The start of an adventure in literal hell, or a series of somewhat unusual double dates - who can say?
I was challenged to write something out of my regular hurt/comfort flavoured character study wheelhouse; namely, playing with a) plot and b) an actual explicit sex scene. This is the result, concocted over the past few days. The first half of this sets up a friendly reunion with two of my personal favourite camp buddy combos and the start of an adventure with a couple of hopefully interesting threads to pursue. The second half is entirely smut, which I have never really written before, so here goes nothing, I guess. Specifically, this contains cunnilingus, fingering, face-sitting, and the mildest suggestion of armour kink.

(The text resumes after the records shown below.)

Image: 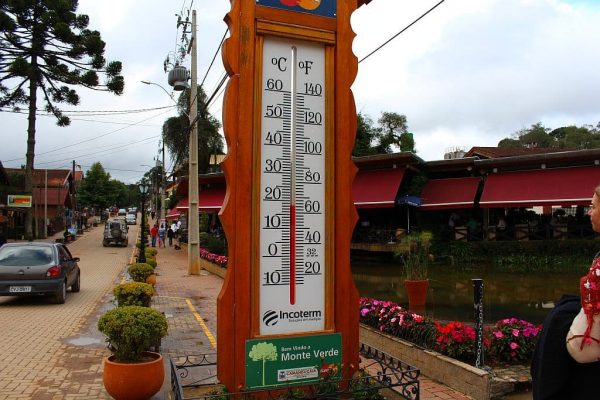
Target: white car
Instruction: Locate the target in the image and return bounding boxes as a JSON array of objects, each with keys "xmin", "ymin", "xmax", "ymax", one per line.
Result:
[{"xmin": 125, "ymin": 214, "xmax": 137, "ymax": 225}]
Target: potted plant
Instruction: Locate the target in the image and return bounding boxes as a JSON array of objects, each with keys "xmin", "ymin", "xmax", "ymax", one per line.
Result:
[
  {"xmin": 113, "ymin": 282, "xmax": 154, "ymax": 307},
  {"xmin": 127, "ymin": 263, "xmax": 156, "ymax": 286},
  {"xmin": 98, "ymin": 306, "xmax": 168, "ymax": 400},
  {"xmin": 397, "ymin": 232, "xmax": 433, "ymax": 307}
]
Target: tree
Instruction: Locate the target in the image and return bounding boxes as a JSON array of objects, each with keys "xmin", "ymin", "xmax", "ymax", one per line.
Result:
[
  {"xmin": 163, "ymin": 86, "xmax": 223, "ymax": 173},
  {"xmin": 0, "ymin": 0, "xmax": 124, "ymax": 238},
  {"xmin": 248, "ymin": 342, "xmax": 277, "ymax": 386},
  {"xmin": 517, "ymin": 122, "xmax": 554, "ymax": 148},
  {"xmin": 352, "ymin": 113, "xmax": 378, "ymax": 157},
  {"xmin": 79, "ymin": 162, "xmax": 113, "ymax": 209},
  {"xmin": 375, "ymin": 111, "xmax": 415, "ymax": 154}
]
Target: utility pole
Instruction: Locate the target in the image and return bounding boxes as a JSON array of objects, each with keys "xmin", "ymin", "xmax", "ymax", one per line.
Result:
[
  {"xmin": 160, "ymin": 139, "xmax": 167, "ymax": 223},
  {"xmin": 188, "ymin": 10, "xmax": 200, "ymax": 275}
]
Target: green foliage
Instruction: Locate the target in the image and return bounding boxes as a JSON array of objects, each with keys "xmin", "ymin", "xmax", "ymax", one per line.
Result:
[
  {"xmin": 448, "ymin": 239, "xmax": 598, "ymax": 273},
  {"xmin": 0, "ymin": 0, "xmax": 124, "ymax": 239},
  {"xmin": 395, "ymin": 231, "xmax": 433, "ymax": 281},
  {"xmin": 98, "ymin": 306, "xmax": 168, "ymax": 362},
  {"xmin": 113, "ymin": 282, "xmax": 154, "ymax": 307},
  {"xmin": 498, "ymin": 122, "xmax": 600, "ymax": 150},
  {"xmin": 162, "ymin": 86, "xmax": 224, "ymax": 173},
  {"xmin": 375, "ymin": 111, "xmax": 415, "ymax": 154},
  {"xmin": 352, "ymin": 113, "xmax": 377, "ymax": 157},
  {"xmin": 146, "ymin": 256, "xmax": 158, "ymax": 269},
  {"xmin": 127, "ymin": 263, "xmax": 154, "ymax": 282}
]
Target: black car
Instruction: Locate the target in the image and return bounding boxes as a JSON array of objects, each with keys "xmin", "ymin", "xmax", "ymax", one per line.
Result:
[{"xmin": 0, "ymin": 242, "xmax": 81, "ymax": 304}]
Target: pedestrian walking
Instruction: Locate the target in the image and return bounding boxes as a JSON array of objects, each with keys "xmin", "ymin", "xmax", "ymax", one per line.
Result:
[
  {"xmin": 158, "ymin": 223, "xmax": 167, "ymax": 247},
  {"xmin": 167, "ymin": 226, "xmax": 175, "ymax": 247},
  {"xmin": 150, "ymin": 224, "xmax": 158, "ymax": 247}
]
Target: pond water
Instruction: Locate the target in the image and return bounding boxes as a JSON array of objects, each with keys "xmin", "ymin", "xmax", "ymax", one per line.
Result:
[{"xmin": 352, "ymin": 259, "xmax": 584, "ymax": 323}]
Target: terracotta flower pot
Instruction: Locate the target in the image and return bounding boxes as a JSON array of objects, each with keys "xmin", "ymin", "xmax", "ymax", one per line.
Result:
[
  {"xmin": 103, "ymin": 351, "xmax": 165, "ymax": 400},
  {"xmin": 404, "ymin": 279, "xmax": 429, "ymax": 307}
]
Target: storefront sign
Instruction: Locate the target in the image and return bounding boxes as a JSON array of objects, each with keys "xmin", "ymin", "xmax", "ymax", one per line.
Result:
[
  {"xmin": 246, "ymin": 333, "xmax": 342, "ymax": 389},
  {"xmin": 256, "ymin": 0, "xmax": 336, "ymax": 17},
  {"xmin": 7, "ymin": 194, "xmax": 31, "ymax": 207}
]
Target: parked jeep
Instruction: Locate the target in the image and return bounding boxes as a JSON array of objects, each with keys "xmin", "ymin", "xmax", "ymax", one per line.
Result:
[{"xmin": 102, "ymin": 218, "xmax": 128, "ymax": 247}]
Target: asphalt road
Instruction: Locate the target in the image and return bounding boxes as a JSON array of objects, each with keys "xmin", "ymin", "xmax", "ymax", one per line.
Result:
[{"xmin": 0, "ymin": 225, "xmax": 139, "ymax": 400}]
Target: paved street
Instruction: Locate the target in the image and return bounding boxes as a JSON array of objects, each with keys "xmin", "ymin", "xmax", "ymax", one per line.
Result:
[
  {"xmin": 0, "ymin": 225, "xmax": 138, "ymax": 400},
  {"xmin": 0, "ymin": 220, "xmax": 506, "ymax": 400}
]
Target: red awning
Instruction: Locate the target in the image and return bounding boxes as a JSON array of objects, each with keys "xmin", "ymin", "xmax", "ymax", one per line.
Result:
[
  {"xmin": 167, "ymin": 207, "xmax": 181, "ymax": 219},
  {"xmin": 421, "ymin": 177, "xmax": 481, "ymax": 210},
  {"xmin": 176, "ymin": 188, "xmax": 225, "ymax": 212},
  {"xmin": 352, "ymin": 168, "xmax": 405, "ymax": 208},
  {"xmin": 479, "ymin": 166, "xmax": 600, "ymax": 208}
]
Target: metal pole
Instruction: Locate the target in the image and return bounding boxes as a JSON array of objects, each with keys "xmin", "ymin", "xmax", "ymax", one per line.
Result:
[
  {"xmin": 160, "ymin": 140, "xmax": 167, "ymax": 225},
  {"xmin": 42, "ymin": 168, "xmax": 48, "ymax": 239},
  {"xmin": 138, "ymin": 192, "xmax": 146, "ymax": 263},
  {"xmin": 188, "ymin": 10, "xmax": 200, "ymax": 275},
  {"xmin": 471, "ymin": 278, "xmax": 484, "ymax": 368}
]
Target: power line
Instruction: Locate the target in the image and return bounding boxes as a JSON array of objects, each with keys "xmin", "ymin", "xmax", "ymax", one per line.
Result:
[
  {"xmin": 0, "ymin": 105, "xmax": 175, "ymax": 117},
  {"xmin": 200, "ymin": 28, "xmax": 229, "ymax": 87},
  {"xmin": 359, "ymin": 0, "xmax": 446, "ymax": 63}
]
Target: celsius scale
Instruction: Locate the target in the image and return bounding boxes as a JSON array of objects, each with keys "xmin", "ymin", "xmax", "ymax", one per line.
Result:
[
  {"xmin": 258, "ymin": 37, "xmax": 333, "ymax": 335},
  {"xmin": 217, "ymin": 0, "xmax": 369, "ymax": 393}
]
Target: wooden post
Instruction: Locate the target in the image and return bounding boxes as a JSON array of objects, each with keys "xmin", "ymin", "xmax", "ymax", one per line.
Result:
[{"xmin": 217, "ymin": 0, "xmax": 368, "ymax": 392}]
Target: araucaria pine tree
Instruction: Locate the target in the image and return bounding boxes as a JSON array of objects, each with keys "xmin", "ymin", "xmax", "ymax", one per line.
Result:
[{"xmin": 0, "ymin": 0, "xmax": 124, "ymax": 238}]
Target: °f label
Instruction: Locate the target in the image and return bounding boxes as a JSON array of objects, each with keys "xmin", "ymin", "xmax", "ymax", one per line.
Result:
[{"xmin": 259, "ymin": 37, "xmax": 327, "ymax": 335}]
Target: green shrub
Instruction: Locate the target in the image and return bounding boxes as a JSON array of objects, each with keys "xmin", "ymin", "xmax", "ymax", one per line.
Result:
[
  {"xmin": 127, "ymin": 263, "xmax": 154, "ymax": 282},
  {"xmin": 113, "ymin": 282, "xmax": 154, "ymax": 307},
  {"xmin": 198, "ymin": 232, "xmax": 227, "ymax": 255},
  {"xmin": 98, "ymin": 306, "xmax": 168, "ymax": 362},
  {"xmin": 146, "ymin": 257, "xmax": 157, "ymax": 269}
]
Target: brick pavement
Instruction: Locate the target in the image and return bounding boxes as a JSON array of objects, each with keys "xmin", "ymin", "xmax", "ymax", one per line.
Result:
[{"xmin": 0, "ymin": 220, "xmax": 492, "ymax": 400}]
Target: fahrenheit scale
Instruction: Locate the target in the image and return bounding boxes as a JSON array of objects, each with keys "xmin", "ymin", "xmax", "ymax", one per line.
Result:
[{"xmin": 258, "ymin": 37, "xmax": 327, "ymax": 335}]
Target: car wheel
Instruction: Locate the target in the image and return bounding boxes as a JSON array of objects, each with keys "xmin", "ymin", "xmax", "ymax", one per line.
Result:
[
  {"xmin": 54, "ymin": 281, "xmax": 67, "ymax": 304},
  {"xmin": 71, "ymin": 272, "xmax": 81, "ymax": 293}
]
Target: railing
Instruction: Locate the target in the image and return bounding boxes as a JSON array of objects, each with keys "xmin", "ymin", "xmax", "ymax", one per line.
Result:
[{"xmin": 170, "ymin": 344, "xmax": 420, "ymax": 400}]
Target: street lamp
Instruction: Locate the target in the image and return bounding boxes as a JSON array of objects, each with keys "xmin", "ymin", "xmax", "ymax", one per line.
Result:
[{"xmin": 138, "ymin": 179, "xmax": 148, "ymax": 263}]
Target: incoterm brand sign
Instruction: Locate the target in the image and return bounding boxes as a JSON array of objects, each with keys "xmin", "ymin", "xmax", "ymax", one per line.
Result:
[{"xmin": 256, "ymin": 0, "xmax": 336, "ymax": 17}]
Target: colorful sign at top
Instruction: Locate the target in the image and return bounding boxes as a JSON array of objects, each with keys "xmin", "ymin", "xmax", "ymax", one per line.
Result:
[{"xmin": 256, "ymin": 0, "xmax": 336, "ymax": 18}]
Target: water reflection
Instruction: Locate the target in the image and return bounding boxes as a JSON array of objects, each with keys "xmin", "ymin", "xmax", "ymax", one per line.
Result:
[{"xmin": 352, "ymin": 260, "xmax": 583, "ymax": 323}]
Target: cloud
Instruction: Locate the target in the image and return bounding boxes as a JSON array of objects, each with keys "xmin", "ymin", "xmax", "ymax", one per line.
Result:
[{"xmin": 354, "ymin": 0, "xmax": 600, "ymax": 159}]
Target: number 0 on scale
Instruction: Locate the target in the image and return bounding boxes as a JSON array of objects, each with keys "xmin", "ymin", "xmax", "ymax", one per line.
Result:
[{"xmin": 258, "ymin": 37, "xmax": 327, "ymax": 335}]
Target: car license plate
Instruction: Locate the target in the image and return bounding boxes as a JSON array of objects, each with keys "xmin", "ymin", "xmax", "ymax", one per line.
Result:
[{"xmin": 8, "ymin": 286, "xmax": 31, "ymax": 293}]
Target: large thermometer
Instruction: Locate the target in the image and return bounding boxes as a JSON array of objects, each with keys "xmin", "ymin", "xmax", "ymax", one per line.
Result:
[{"xmin": 258, "ymin": 37, "xmax": 328, "ymax": 335}]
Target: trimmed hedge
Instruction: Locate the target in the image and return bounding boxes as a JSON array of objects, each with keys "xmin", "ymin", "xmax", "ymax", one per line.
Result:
[
  {"xmin": 113, "ymin": 282, "xmax": 154, "ymax": 307},
  {"xmin": 431, "ymin": 239, "xmax": 600, "ymax": 273}
]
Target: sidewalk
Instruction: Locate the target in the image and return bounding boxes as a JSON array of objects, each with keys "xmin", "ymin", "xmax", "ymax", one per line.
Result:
[{"xmin": 148, "ymin": 242, "xmax": 470, "ymax": 400}]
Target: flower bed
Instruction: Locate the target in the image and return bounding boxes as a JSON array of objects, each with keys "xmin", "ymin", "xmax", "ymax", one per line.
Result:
[
  {"xmin": 200, "ymin": 247, "xmax": 228, "ymax": 268},
  {"xmin": 359, "ymin": 297, "xmax": 541, "ymax": 364}
]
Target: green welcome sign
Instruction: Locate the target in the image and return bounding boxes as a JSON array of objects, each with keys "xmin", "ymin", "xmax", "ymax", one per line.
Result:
[{"xmin": 246, "ymin": 333, "xmax": 342, "ymax": 389}]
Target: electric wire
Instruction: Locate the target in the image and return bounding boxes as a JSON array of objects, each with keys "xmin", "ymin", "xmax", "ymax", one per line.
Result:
[
  {"xmin": 200, "ymin": 28, "xmax": 229, "ymax": 87},
  {"xmin": 358, "ymin": 0, "xmax": 446, "ymax": 64}
]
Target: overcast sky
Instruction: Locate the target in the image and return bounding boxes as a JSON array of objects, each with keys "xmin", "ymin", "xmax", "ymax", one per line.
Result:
[{"xmin": 0, "ymin": 0, "xmax": 600, "ymax": 183}]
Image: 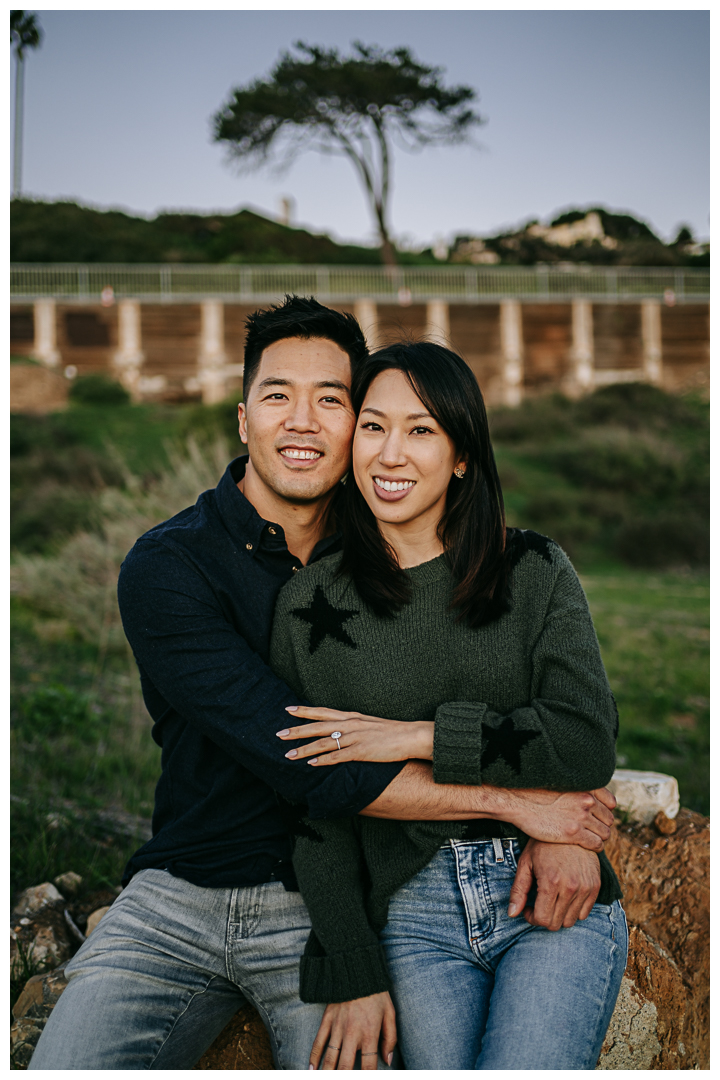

To be continued? Possibly! In the meantime, enjoy, and do let me know how I did.
Also on AO3.
Let It Burn Slowly
Aylin lands in a jagged gouge in the scorched-barren ground of Avernus, between the rocky ruins of what must once have been a hilltop fortification and a field of pointed bone-brambles, and sets Isobel down with customary care.
As soon as she is certain her beloved has found her footing, with a squeeze of a hand and a quick kiss, Aylin rushes forward into the noisy, echoing fray a few dozen feet away, wings furiously beating, sword ready and gleaming. 
Their two allies stand back to back, completely surrounded by enemies - but giving a good accounting of themselves, even so. The infernal line breaks beneath the first wave of Dame Aylin's radiant assault, and both Wyll and Karlach pull back to safely regroup at Isobel's side.
"Hello," she says simply, hands already aglow with restorative magic.
"Well, aren't you a sight for sore eyes! And sore everything," Karlach exclaims, a big breath of relief whooshing out of her as Isobel patches up a nasty set of claw-marks marring her arm.
Meanwhile, Aylin throws herself into her vanguard role with gusto, the very picture of an avenging angel raining down just rewards upon an entire battlefield. It buys them more than a moment of respite; Wyll and Karlach both look worse for wear, but nothing Isobel wouldn't consider an achievable enough fix, so she gets right to it.
"What brings you here?" Wyll asks, rolling a newly healed shoulder and shaking out his sword-hand - then lunging forward to skewer an imp that decided, to its severe detriment, their little trio presented an easy target.
"Oh, a bit of business on Our Lady's part," Isobel replies, just as pleasantly conversational, as if they were having tea and biscuits in a parlour and not braving the first of the Hells. "And the two of you, of course."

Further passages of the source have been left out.